We'd prefer no storage tank, but I haven't heard of large enough heating systems that are feasible for our site.

We need to heat the water from ~50 up to 160°F and often have flowrates as high as 120 gpm. This is around 7.8 million BTU/hr.

 

[ccfowler]

What sort of duty cycle is expected? Continuous flow "24/7" or some sort of on-off cycle? Will there be some significant variations in the flow rate during operation?

Valuable advice from a professor many years ago: First, design for graceful failure. Everything we build will eventually fail, so we must strive to avoid injuries or secondary damage when that failure occurs. Only then can practicality and economics be properly considered.

 

[pa5tabear]

@ccfowler:

Not at all continuous. Frequent on-off and major variation in flow rate. The only repeating cycle is a weekly one: consistent high-volume demand on the weekends and random intermittent demand throughout the week.

It's for a sanitation cleaning system in a food plant.

 

[LittleInch]

Personally I can't see anything wrong in heating before the pump providing that these conditions are made clear on your data sheet or enquiry to the pump vendors. It might rule out some lower temperature seals but otherwise providing you get the NPSH correct, there should be no real issue.

You will though need to think about how to cope with any low or no flow conditions when you are in your intermittent mode as it won't take long for the water to reach boiling point and then turn to steam if the pressure in the pump falls to atmosphric conditions once you turn it off. You will need to protect the pump and asssociated pipework from contact with hands etc, and may need to include a temperature monitoring / cut out on the pump casing.

My motto: Learn something new every day

Also: There's usually a good reason why everyone does it that way

 

[ccfowler]

160 F is no problem of consequence for pump seals so long as it is properly anticipated in the pump selection.

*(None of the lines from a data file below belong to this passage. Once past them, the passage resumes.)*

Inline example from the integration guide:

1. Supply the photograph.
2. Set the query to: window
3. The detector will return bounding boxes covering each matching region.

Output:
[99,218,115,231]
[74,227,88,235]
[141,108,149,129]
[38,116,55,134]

I would prefer the water heating before the high pressure pump, but this assumes that the water heater is supplied with water at some moderate pressure.

My greater concerns would be addressing the range of flow rates and their duration. You may want to consider using multiple water heaters in parallel to deal with the flow variations. You may want to consider multiple water heaters paired with multiple pumps with controls to select the proper choice of water heater & pump pair(s) to be operated to serve the specific flow demand. Otherwise, controlling water temperature could get to be very messy. Some modest storage capacity with each water heater may be very helpful in handling the flow variations.

I would start structuring the design solution process around the intricate details of the most realistic possible modeling of the duty cycle(s) expected. Multiple pumps in parallel can work very nicely with pumps of different sizes so long as their characteristic curves are suitably compatible.

The most useful advice that I can offer is to be sure to fully disclose all of the details to both the pump and the water heater manufacturers. They can be most helpful, and responsible suppliers will want your system to work well just as much as you do.

Valuable advice from a professor many years ago: First, design for graceful failure. Everything we build will eventually fail, so we must strive to avoid injuries or secondary damage when that failure occurs. Only then can practicality and economics be properly considered.

 

[EdStainless]

I used to work with hot water systems built by a company out east (Heat Transfer Products

http://www.htproducts.com/modcon-vwh.html

). They make once through boiler systems and hot water heaters. I have seen them set up in cascade to make lots of hot water. The burner modulation is based on the water temp.
In our case we heated the water hotter than we needed and used a mixing valve to temper it. This gave us better response and more uniform temp when flows changed.

= = = = = = = = = = = = = = = = = = = =
Plymouth Tube